Mint has a way of taking over a garden, so it’s nice to find new uses for this herb, such as mint tea.

Once again, my mint (peppermint) in my herb garden (I’ve nick-named it Godzilla) has literally taken over my bed. The spots of cool temperatures here and there have helped them grow a bit crazy even earlier this year than last.

When I had a larger brood of hens, I would use mint in their “fresh snack” a couple of times each week. But now that I’m down to three hens, I have a lot more mint (I also have lemon and spearmint varieties) that I’m not using.

Lucky for me, a friend I visit regularly introduced me to “homemade mint tea.” Every visit, she would have a pot ready and just a little spot of honey made the perfect cup. It wasn’t until after several visits that I asked the particular brand of mint tea she used…and to my surprise, it was mint she had dried from her herb garden steeped in hot water.

Perfect! Something I can do now with my mint clippings when “Godzilla mint” goes a little crazy.

Dry mint on brown paper to remove moisture.
I place my mint in a brown paper bag to remove the moisture and dry it for a few days for fresh mint tea from the garden.

I will say that I really enjoy good tea…My preference is black English tea (a proper pot, tea cup and saucer, Demerara sugar and cream to be exact), which I drink everyday. But there are several days a week that I enjoy herbal (mostly mint) tea because I don’t want the extra caffeine and the mint is really good for digestion and settling an uneasy stomach.

So, yesterday, for the first time ever, I clipped several mint stems from my garden, washed and dried them, and clipped the dead or imperfect leaves from the stems.  I then took a brown paper grocery bag and clipped the sides so that it opened long ways.

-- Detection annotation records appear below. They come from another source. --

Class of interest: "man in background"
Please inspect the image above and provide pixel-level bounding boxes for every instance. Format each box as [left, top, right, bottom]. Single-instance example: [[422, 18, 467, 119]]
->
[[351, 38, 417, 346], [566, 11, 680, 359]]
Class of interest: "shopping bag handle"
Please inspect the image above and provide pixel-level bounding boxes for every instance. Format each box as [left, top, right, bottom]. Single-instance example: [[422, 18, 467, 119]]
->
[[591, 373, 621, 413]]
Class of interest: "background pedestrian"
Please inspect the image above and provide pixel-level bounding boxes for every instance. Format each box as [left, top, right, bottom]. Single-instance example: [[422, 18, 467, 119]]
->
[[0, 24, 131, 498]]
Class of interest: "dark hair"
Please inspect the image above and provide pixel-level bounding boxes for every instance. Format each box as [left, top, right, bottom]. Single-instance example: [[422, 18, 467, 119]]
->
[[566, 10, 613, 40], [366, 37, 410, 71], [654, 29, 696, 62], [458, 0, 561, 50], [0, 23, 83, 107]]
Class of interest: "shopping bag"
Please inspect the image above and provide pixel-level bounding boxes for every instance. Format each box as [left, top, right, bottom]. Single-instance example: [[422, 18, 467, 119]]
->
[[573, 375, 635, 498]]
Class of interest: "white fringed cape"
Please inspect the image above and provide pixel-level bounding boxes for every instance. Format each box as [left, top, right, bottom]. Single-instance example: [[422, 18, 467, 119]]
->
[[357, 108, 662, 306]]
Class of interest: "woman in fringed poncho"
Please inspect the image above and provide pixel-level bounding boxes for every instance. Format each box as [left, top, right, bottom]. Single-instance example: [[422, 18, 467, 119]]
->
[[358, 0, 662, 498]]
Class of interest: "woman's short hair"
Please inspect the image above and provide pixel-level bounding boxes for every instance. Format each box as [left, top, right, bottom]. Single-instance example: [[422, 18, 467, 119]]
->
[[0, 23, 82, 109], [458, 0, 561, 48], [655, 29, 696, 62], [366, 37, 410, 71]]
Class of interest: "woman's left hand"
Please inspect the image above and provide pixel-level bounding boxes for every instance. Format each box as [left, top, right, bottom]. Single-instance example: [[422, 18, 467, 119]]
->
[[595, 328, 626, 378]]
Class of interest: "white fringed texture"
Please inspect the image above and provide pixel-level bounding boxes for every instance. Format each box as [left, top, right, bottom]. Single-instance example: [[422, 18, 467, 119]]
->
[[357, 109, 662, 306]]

I placed the clean, dry mint leaves on their stems on the paper bag and gently rolled them up inside the bag so that the moisture could be absorbed (hence the drying process) from the leaves. It should take a couple of days, and then I will de-stem them and store the dried mint in a cool, dry place for future use.

My preferences for making my own mint tea is that I don’t use any pesticides in my garden beds, so I know I have an organic tea. Also, the flavor really is a lighter, more pure taste (remember…this is simply my personal opinion).

You should check out the Bonnie Plants Growing Mint page if you would like tips on growing mint varieties. If you enjoy tea, I hope you will give making your own tea a try and see if you can taste the difference, too!